The Army agrees with the recently released DOD Inspector General report that found two Army organizations did not follow policies for tracking and configuring commercial mobile devices using the Android, Apple iOS, and Windows operating systems between October 2010 and May 2012.
Both the U.S. Military Academy and the U.S. Army Engineer Research and Development Center moved immediately to remedy the issues and revised their administrative controls.
“This year, the Army has published additional policies that help ensure oversight of all IT equipment, security and spending, to include commercial mobile devices,” said Lt. Gen. Susan Lawrence, the Army Chief Information Officer/G-6 (CIO/G-6). For example, no IT equipment — including commercial mobile devices, or CMDs — can be purchased without approval through the Army CIO/G-6 process.
The Army published new requirements to enforce information assurance, or IA, and cybersecurity, and improve commander accountability, Feb. 1. Commanders must assess their IA posture and weaknesses via Army assessment tools, and develop a plan of action within five months. During a planned Army-wide IA/Cybersecurity awareness week this fall, commanders will train and teach their program to all in their command.

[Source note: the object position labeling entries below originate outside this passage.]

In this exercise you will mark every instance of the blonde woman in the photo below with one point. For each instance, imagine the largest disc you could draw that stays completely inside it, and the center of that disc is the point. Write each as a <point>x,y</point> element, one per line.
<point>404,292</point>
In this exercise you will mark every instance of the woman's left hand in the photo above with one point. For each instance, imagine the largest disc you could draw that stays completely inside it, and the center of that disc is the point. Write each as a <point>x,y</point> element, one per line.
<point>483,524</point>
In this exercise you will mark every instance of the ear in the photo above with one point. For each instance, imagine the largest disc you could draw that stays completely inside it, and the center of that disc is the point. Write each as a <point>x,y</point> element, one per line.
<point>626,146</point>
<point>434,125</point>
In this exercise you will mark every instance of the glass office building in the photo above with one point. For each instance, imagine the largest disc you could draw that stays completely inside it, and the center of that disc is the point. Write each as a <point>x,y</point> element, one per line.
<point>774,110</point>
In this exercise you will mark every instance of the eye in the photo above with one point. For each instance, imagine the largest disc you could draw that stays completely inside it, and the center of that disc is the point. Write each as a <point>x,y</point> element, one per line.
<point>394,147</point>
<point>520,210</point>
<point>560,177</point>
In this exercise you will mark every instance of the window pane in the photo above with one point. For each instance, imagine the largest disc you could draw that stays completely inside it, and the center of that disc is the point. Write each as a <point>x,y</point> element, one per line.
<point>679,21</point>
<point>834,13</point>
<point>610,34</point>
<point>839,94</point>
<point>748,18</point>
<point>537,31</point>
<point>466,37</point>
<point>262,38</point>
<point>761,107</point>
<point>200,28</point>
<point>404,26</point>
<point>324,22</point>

The Army continues to move forward with DOD to put in place systems allowing visibility and management of all CMDs and applications that connect to the DOD and Army network, said Lawrence.
As part of the Army’s mobile solutions strategy, CMDs will be managed by Defense Information Systems Agency, or DISA, enterprise services, to include governance and the capability to wipe or remove a device from the environment. Initial operating capability for DISA enterprise services is expected by October 2013 with full operating capability by the end of FY14.
Since April 2012, the Army has been teaming with DISA and the National Security Agency as part of DISA’s mobility pilot. The pilot is well underway, with more than 500 mobile devices issued to the Army. The DOD goal is to provide a secure, device-agnostic, CAC-enabled mobile capability that will include government-furnished devices as well as commercial bring-your-own-device solutions.
The Army continues to work with the DOD IG to respond to the IG’s March 26 recommendations.